Pressing tardy students to do push-ups and buy breakfast for their classmates is pretty old school, but criminal? Not in Italy, at least, where an academic at the University of Salerno, dubbed the “king of tendons” for his expertise in treating the injuries of high-profile athletes, has been exonerated for his unusual approach to student motivation. Il Mattino reported that Nicola Maffulli has been reinstated as a school director at Salerno after internal and police investigations found that his punishments did not break the law. The prosecution against the highly cited orthopaedic specialist, who has treated footballers including Thierry Henry, was opened in April last year after videos emerged of postgraduates at the school doing push-ups as punishment for having arrived late to 6.30am classes. Let us hope that the tendon king can now shed his less illustrious media moniker: “Professor Flexion”.


What instructor wouldn’t be proud to see their students find imaginative applications for knowledge gained, particularly when self-directed projects snowball into something profitable? One notable exception might be those who nurtured Wybo Wiersma, a former PhD student at the Oxford Internet Institute, who has been jailed for four and a half years for stealing more than £2 million in cryptocurrency. The 40-year-old Dutch scammer was caught after using the same “Norbert van den Berg” alias in his coursework and to register a website that generated the sham random numbers at the heart of his crypto-swindle, The Times reported. Wiersma “never expected” his trick on 99 users of the Iota cryptocurrency to take off, Andrew Wheeler KC told Oxford Crown Court. Alas, the road to jail is paved with extracurricular projects.
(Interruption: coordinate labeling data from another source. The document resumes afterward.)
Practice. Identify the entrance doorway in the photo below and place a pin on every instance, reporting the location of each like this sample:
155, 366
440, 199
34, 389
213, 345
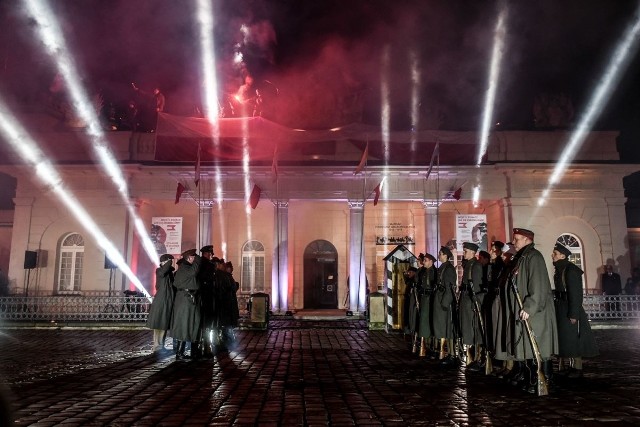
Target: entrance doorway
320, 275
In the US, political tensions and ready access to weapons can leave public life feeling like a tinderbox, so can you blame anyone for wanting to lose themselves in the knockabout world of video games? But enthusiasm for such coping strategies can, on occasion, backfire, as at California State University, Fullerton, where a student’s insistence that a professor cancel class “for the good of humanity” because of a “once-in-a-lifetime event” – a promotional broadcast by gaming giant Nintendo – was interpreted by police as constituting a “vague threat to campus”. The Los Angeles Times quoted acting police chief Scot Willey as saying that “after hours of investigation by our detectives”, the force “learned of a Nintendo Direct event that would occur at the exact date and time the individual suggested the class be cancelled”. Whether students got the reference and tuned into Nintendo’s livestream, or simply assumed the worst, the paper reported that many decided to stay home.


Ignoring all wisdom, His Majesty’s ministers are manoeuvring to cut UK student visas. But wait, the resulting squeeze on affordable-but-presentable foreign labour is ruffling the feathers of the good Lady Carnarvon, chatelaine of Highclere Castle. When the Countess of Carnarvon’s country pile isn’t earning an honest quid as the filming location for ITV’s blockbuster period drama, Downton Abbey, it hosts high-end weddings for the likes of Katie Price and Peter Andre, an aristocratic business model that Lady Carnarvon says will fall apart without summering European students. Writing in The Independent, her ladyship criticises the 30-page form that students must complete to work in Britain. “Needless to say, they can’t be bothered when there are so many other jobs available for them on mainland Europe,” she writes. “Who can blame them?” If the collective condemnation of vice-chancellors isn’t enough to move the needle on graduate visa caps, perhaps such well-titled supporters can help to change ministerial minds.